The second study, conducted by researchers at Intermountain Medical Center and presented on April 3rd at the American College of Cardiology’s Annual Scientific Session, looked at the relationship between TRT and coronary artery disease. The researchers recruited 755 men aged 58 to 78, all with severe coronary artery disease, and randomly divided them into three groups. One group was given high-dose TRT, one got moderate-dose TRT, and one got a placebo. After one year, 64 placebo patients had adverse events, but only 12 participants with moderate testosterone doses and 9 with high doses had cardiovascular events. After three years, 125 placebo patients had major cardiovascular events, compared to 38 medium-dose and only 22 high-dose TRT patients. The startling outcome was that TRT patients were 80% LESS likely overall to suffer a major adverse cardiovascular event – a stroke, heart attack or death.

“The study shows that using testosterone replacement therapy to increase testosterone to normal levels in androgen-deficient men doesn’t increase their risk of a serious heart attack or stroke,” said cardiologist Dr. Brent Muhlestein, co-director of cardiovascular research at the heart institute, in a press release. “That was the case even in the highest-risk men — those with known pre-existing heart disease.” The new study corroborates and augments 2015 research at the same institute which found that TRT did not increase the risk of heart attack or stroke in men with low testosterone and no prior history of heart disease.

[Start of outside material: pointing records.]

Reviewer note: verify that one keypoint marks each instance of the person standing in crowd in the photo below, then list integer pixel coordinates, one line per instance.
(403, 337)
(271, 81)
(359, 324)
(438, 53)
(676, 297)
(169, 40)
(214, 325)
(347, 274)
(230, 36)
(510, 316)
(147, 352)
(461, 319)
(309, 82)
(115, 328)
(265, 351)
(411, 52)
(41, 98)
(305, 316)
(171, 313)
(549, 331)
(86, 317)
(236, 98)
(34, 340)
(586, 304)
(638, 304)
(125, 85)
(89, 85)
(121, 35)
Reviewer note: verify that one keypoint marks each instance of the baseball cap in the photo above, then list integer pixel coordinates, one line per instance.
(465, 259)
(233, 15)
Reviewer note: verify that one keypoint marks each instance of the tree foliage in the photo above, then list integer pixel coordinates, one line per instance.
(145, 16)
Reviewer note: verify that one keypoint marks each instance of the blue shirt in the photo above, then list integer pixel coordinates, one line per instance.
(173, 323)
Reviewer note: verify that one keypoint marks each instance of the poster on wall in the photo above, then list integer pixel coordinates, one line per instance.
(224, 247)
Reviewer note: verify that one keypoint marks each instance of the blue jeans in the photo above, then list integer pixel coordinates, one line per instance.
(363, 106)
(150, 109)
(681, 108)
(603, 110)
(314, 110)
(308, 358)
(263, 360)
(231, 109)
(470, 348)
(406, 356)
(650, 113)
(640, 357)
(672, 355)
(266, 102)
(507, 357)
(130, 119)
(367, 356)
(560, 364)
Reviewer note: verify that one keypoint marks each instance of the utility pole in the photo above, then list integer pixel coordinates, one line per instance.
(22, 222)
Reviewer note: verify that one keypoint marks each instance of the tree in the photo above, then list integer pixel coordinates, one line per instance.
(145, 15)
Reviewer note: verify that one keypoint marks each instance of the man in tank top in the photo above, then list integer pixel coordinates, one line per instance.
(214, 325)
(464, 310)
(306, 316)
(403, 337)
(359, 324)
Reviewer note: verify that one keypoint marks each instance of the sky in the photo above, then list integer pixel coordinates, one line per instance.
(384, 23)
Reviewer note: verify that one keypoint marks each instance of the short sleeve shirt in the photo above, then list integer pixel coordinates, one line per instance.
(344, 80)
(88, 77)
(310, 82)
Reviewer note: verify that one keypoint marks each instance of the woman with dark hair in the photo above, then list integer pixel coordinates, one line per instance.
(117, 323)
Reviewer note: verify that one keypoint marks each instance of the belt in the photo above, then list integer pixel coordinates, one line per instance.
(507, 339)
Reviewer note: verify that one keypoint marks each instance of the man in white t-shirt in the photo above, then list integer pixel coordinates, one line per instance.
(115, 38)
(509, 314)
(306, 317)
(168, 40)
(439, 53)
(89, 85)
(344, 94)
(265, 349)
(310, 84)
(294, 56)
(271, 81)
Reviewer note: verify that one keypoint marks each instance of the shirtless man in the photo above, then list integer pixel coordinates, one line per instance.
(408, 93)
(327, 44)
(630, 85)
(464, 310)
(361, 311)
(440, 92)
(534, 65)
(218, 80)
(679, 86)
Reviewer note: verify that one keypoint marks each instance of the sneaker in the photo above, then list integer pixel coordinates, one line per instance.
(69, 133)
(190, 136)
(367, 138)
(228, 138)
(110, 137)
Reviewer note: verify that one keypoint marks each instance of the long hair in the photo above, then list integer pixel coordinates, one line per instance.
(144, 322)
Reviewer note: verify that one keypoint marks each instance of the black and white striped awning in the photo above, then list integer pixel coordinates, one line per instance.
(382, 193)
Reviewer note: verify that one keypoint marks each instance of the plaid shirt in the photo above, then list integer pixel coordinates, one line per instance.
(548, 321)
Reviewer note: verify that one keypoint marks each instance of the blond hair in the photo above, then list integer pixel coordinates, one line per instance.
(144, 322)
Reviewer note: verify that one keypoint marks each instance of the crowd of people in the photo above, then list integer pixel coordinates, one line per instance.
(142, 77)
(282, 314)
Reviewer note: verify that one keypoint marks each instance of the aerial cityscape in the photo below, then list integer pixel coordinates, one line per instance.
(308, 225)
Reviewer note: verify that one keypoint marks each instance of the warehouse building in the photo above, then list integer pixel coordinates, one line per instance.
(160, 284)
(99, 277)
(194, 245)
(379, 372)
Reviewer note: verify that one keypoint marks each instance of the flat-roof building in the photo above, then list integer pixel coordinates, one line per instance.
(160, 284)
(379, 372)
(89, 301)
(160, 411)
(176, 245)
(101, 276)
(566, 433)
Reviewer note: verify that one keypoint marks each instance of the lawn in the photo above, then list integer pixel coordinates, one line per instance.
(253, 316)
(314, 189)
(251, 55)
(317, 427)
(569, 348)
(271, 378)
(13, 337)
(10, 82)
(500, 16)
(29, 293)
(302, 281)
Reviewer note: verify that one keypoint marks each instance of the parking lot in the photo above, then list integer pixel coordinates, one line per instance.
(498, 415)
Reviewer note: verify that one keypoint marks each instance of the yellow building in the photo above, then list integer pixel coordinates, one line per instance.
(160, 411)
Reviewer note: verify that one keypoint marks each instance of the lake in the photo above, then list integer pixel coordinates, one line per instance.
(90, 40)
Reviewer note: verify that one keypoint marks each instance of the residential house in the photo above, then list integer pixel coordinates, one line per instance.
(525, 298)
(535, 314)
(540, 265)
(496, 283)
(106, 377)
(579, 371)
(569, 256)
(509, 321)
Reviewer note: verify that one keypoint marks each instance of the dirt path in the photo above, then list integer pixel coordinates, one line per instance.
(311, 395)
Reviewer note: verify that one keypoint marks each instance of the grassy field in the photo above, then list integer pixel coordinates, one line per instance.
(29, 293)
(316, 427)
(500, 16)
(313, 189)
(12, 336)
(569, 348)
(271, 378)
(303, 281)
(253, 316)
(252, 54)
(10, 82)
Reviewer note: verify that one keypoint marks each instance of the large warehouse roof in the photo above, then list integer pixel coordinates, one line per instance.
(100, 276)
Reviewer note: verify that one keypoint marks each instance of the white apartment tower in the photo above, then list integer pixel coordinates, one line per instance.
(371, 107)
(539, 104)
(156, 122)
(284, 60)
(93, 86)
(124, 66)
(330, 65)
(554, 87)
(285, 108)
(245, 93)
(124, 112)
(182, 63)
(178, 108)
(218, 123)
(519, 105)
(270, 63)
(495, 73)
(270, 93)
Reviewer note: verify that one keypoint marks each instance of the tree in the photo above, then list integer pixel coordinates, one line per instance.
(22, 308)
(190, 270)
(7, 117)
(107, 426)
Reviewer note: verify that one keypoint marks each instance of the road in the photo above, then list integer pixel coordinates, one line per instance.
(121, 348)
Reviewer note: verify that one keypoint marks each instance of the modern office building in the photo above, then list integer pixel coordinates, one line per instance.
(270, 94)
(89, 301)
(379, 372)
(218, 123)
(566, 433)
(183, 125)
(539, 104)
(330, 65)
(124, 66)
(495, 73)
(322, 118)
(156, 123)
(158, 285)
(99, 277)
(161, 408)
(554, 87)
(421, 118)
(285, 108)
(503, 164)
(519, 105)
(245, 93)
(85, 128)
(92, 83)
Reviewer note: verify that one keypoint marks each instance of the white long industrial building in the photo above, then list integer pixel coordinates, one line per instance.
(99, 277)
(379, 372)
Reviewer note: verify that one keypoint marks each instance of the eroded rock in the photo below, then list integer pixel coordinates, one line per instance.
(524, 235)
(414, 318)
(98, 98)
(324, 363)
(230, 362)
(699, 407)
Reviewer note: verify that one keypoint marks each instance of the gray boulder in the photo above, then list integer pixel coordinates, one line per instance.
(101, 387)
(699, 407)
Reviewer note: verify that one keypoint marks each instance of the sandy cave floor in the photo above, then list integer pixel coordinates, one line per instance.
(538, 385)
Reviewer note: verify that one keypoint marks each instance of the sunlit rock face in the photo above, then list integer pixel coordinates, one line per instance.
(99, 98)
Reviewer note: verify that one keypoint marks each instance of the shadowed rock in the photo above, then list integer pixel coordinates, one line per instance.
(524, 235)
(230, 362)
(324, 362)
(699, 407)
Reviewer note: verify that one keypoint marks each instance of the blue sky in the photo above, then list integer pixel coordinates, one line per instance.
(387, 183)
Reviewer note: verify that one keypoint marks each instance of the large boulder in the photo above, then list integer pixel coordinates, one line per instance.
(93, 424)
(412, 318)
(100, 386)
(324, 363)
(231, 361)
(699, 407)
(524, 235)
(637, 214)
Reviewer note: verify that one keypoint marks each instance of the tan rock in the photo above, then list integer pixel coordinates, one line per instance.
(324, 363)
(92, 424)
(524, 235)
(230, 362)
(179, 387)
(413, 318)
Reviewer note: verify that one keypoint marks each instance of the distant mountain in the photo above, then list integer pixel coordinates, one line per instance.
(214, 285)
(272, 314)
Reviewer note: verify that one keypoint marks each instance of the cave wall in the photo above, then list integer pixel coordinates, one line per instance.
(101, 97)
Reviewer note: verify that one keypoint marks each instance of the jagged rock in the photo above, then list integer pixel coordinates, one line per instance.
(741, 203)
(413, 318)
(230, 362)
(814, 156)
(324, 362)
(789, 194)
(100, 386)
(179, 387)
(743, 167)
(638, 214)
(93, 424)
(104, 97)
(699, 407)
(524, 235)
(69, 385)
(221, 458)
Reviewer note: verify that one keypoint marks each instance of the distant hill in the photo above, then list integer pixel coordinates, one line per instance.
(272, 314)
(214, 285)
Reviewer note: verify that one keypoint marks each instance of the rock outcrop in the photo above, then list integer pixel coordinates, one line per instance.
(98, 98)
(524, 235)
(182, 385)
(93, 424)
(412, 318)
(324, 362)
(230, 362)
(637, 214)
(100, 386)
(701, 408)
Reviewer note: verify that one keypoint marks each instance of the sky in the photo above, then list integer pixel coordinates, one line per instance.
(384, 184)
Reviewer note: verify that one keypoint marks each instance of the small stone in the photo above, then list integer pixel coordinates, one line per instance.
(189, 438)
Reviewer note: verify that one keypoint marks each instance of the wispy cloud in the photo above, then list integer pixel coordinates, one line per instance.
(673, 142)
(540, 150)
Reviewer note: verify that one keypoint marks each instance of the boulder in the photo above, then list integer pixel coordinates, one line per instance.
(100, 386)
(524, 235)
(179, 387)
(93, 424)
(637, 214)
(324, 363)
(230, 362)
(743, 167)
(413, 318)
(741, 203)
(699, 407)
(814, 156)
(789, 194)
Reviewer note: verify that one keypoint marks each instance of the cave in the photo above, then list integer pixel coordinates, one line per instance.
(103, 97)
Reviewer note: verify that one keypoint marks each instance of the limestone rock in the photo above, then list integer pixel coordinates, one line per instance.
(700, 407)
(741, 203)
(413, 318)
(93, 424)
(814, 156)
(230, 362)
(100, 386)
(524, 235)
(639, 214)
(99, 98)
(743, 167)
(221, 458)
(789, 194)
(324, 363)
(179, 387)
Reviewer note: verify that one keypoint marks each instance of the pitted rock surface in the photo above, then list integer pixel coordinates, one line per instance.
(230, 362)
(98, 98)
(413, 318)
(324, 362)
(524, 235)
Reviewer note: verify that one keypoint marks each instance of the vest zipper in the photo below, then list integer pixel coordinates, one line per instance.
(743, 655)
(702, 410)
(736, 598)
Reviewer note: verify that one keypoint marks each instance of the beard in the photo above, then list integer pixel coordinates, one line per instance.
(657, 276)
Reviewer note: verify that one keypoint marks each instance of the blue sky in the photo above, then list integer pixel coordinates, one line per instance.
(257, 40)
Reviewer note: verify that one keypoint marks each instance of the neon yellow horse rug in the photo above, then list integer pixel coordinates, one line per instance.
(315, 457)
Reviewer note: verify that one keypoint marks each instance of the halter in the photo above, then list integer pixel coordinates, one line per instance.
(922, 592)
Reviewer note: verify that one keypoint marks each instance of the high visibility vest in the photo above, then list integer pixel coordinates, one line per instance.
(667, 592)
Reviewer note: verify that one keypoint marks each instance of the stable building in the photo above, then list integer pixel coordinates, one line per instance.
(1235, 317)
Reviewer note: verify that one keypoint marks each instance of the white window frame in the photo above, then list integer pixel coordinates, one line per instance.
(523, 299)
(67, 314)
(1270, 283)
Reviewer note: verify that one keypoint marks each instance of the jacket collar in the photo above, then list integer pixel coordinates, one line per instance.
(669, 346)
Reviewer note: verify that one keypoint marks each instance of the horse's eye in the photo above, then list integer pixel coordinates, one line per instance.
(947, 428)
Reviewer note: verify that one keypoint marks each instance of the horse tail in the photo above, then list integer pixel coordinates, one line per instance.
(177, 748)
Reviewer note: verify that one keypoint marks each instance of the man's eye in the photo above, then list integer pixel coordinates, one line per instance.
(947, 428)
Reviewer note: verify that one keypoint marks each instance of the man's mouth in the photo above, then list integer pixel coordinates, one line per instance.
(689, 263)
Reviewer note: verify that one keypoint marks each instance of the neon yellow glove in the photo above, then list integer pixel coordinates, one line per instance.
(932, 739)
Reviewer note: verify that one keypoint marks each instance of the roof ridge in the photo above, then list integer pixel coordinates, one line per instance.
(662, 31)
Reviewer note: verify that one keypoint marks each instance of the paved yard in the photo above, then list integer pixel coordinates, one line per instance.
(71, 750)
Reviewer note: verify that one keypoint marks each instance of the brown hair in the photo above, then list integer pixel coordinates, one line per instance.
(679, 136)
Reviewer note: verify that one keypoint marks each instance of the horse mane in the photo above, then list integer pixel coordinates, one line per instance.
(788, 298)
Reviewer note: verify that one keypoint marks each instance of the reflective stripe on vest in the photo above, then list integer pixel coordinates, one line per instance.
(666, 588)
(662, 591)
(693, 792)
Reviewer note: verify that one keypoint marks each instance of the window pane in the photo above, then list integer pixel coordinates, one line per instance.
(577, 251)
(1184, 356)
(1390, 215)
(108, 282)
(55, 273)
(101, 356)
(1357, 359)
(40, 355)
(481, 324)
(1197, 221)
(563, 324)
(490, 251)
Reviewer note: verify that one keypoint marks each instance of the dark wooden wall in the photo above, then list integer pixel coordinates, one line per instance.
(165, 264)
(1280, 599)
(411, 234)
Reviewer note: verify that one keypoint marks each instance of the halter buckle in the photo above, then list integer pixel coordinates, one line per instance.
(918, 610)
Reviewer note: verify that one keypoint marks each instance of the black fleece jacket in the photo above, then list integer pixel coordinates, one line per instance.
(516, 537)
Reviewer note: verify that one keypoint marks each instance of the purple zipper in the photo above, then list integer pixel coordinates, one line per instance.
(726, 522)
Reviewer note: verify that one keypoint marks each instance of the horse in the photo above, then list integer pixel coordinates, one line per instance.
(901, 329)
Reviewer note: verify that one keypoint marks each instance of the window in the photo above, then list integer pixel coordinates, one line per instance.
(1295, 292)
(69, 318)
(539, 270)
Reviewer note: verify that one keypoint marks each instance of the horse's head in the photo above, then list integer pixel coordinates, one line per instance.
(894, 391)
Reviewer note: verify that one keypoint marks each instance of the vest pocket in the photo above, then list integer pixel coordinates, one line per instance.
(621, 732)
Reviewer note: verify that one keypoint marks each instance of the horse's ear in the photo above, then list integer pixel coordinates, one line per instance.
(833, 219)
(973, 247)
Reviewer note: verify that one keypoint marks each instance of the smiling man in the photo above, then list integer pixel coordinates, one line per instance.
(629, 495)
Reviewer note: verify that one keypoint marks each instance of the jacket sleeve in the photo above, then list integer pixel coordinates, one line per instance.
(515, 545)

None of this should come as a surprise. The few studies claiming to link testosterone with heart problems run contrary to 40 years’ worth of research and accumulating evidence. Some men may not be good candidates for TRT, and the researchers involved in both studies expressed the need for further study as there’s no ironclad guarantee that future research will corroborate the findings. Still, the burgeoning body of solid evidence that TRT is quite GOOD for the hearts of most men with low testosterone is compelling. FDA’s 2015 black box warning on testosterone being a risk factor for heart attacks and stroke in most men seems clearly misplaced. If you’re a plaintiff’s class action lawyer deeply invested in the Multi-district Testosterone Litigation claiming that using testosterone products for low testosterone increases the risk of heart attack and stroke, you won’t particularly like what the research actually shows.